Sophisticated Two-Factor Authentication and OTP Theft
Adding another layer to the deception, the campaign targets two-factor authentication (2FA) after the initial credit card submission. Victims are presented with a fake 3D Secure verification modal that displays merchant details and transaction references. Users are then prompted to enter SMS One-Time Passwords (OTPs). Crucially, the verification process is designed to deliberately fail, displaying a “Verification failed” message irrespective of the accuracy of the entered OTP. This encourages victims to re-enter the code multiple times, allowing attackers to harvest a series of valid OTPs sent to the victim’s mobile device. These collected OTPs are then relayed to Telegram channels through a separate `send_sms.php` endpoint.
To further bolster the illusion of legitimacy, the attackers incorporate artificial delays into the process. A seven-second pause after payment submission and four-second delays during the verification process are implemented to mimic the behavior of genuine banking infrastructure, reducing user suspicion. The campaign’s origin traces back to theyounginevitables[.]com, relayed through Alibaba Cloud SMTP infrastructure, with a weak DMARC policy offering inadequate protection against email spoofing.
This ongoing phishing operation highlights the evolving tactics of cybercriminals targeting WordPress website administrators.

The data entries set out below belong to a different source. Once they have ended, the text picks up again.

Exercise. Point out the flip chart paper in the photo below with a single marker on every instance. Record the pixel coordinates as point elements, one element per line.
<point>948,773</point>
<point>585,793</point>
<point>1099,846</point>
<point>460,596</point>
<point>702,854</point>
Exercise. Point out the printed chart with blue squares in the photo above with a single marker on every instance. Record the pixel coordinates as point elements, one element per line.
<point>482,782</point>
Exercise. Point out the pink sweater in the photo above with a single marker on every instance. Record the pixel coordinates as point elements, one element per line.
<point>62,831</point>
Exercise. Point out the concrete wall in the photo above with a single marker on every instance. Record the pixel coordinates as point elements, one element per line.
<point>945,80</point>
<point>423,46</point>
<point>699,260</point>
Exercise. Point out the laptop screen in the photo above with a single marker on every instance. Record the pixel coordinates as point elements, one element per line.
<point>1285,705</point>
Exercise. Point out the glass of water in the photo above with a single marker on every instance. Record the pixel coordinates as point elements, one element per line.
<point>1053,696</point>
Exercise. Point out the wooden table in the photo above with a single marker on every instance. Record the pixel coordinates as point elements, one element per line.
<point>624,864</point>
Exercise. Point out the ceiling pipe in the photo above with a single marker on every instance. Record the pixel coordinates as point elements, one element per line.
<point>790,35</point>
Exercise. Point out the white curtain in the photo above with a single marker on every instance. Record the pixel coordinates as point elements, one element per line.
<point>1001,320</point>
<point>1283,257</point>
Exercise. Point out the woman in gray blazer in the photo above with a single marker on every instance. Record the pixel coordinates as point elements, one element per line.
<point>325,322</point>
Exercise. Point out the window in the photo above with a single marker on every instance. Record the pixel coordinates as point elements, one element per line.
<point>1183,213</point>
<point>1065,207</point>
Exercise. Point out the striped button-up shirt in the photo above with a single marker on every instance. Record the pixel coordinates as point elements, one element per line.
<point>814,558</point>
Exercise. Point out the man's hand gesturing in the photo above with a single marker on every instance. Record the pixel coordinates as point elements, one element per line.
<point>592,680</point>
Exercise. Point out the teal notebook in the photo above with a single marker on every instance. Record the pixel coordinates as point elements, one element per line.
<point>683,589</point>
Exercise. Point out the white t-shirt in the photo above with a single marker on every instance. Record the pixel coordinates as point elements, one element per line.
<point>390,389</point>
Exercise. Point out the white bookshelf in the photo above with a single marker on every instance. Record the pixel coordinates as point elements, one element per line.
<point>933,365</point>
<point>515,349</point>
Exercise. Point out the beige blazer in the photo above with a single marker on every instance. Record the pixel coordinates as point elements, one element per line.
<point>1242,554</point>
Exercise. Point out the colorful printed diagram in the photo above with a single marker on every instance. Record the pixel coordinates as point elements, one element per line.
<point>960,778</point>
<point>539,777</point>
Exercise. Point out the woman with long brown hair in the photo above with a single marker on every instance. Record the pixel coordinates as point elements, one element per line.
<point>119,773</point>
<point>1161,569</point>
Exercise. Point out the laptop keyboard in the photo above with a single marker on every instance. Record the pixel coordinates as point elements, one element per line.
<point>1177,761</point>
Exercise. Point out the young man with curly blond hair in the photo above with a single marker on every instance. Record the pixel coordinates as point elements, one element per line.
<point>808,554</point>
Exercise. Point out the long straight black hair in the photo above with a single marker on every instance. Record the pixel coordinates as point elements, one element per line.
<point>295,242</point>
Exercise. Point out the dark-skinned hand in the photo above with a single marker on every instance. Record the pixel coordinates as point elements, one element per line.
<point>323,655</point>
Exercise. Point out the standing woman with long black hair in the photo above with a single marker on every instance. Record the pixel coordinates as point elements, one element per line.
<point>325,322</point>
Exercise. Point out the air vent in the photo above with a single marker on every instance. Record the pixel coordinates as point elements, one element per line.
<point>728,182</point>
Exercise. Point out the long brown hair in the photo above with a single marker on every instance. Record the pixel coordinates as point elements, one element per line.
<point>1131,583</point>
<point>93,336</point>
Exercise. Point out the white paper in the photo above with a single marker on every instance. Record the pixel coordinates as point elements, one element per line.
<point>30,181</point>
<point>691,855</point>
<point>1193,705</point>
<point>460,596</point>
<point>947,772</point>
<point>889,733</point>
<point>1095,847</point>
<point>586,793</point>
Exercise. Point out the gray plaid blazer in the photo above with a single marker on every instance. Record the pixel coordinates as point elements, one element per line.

The use of convincing social engineering tactics, coupled with the exploitation of legitimate-looking interfaces and secure messaging platforms, poses a significant threat to the financial security of individuals and organizations managing WordPress websites. Continuous vigilance and adherence to best security practices are paramount in mitigating such attacks.
Organizations are strongly advised to educate their administrators on the risks associated with unsolicited renewal notices. It is imperative that all domain renewal and service update notifications are verified directly through the official WordPress dashboard rather than clicking on links provided in emails. Staying informed about emerging phishing techniques and maintaining updated security protocols will be essential in safeguarding against future, similar threats.